# mehr FPS mit externem Monitor?



## OchiOchsen (21. Mai 2015)

Hallo liebe Community 

Ich hab ein etwas komisch Problem, 

sobald ich an mein Notebook einen externen Monitor anschließe hab ich einen Zuwachs von 10% - 20%  FPS. 

Da ich aber gerne mal nur am Notebook spiel hätte ich die Leistung auch gern dort. 

Wie kann das sein und womit kann das zusammenhängen?


----------



## paddypitt87 (21. Mai 2015)

Nur so vorab ne Frage. Hast du denn am Monitor auch die gleich hohe Auflösung eingestellt? 
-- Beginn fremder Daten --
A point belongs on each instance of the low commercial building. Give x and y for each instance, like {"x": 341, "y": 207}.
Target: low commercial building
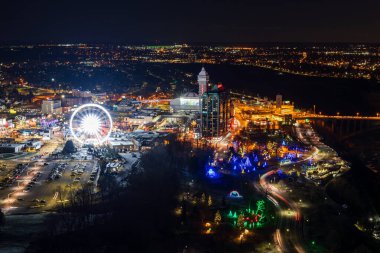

Ich hatte auch mal sowas aber hab es nicht weiter beachtet, da ich mit meinem Notebook gar nicht groß zocken wollte


----------



## OchiOchsen (21. Mai 2015)

wollte ich grade noch ergänzen. 

Auflösung ist die gleiche.  ; )


----------



## PraetorAce (21. Mai 2015)

komisch, da würde ich eigentlich einfach danke und Amen sagen  über was verbindest du den externen Monitor?


----------



## Hatuja (21. Mai 2015)

Um was für ein Notebook geht es denn?
Als ersten könnte ich mir vorstellen, dass die Umschaltung des Grafikchips nicht klappt. Die Grafikausgänge hängen gerne exklusiv am dedizieren Nvidia/AMD-Grafik-Chip. Schließt du daran einen Monitor an, muss dann zwangsweise darauf umgeschaltet werden. Wird nur das interne Display benutzt, schaltet er ggf. nicht, wie eigentlich beabsichtigt, auf den dedizierten Chip um und die integrierte muss das Spiel berechnen.
Dazu könntest du testweise den integrierten Grafikchip im BIOS abschalten, bzw. Nvidias Optimus / [AMD Pendant hier einsetzten ] deaktivieren.

Ansonsten könnte es mit Energiesparoptionen zusammenhängen, die er deaktiviert, sobald ein externes Display angeschlossen wird...


----------



## OchiOchsen (22. Mai 2015)

Es ist ein Asus N56VZ-S4066H mit Intel Core i7 3610QM und Geforce 650m.

Display wird über HDMI angeschlossen. 
Ist auch beim einem zweiten getesteten Display so.

Energiespareinstellungen hab ich auch vermutet, is aber auch in beiden Fällen identisch.

Und die integrierte Grafik is es auch ne, sonst hätte ich kaum 20FPS. Auch schon getestet.


----------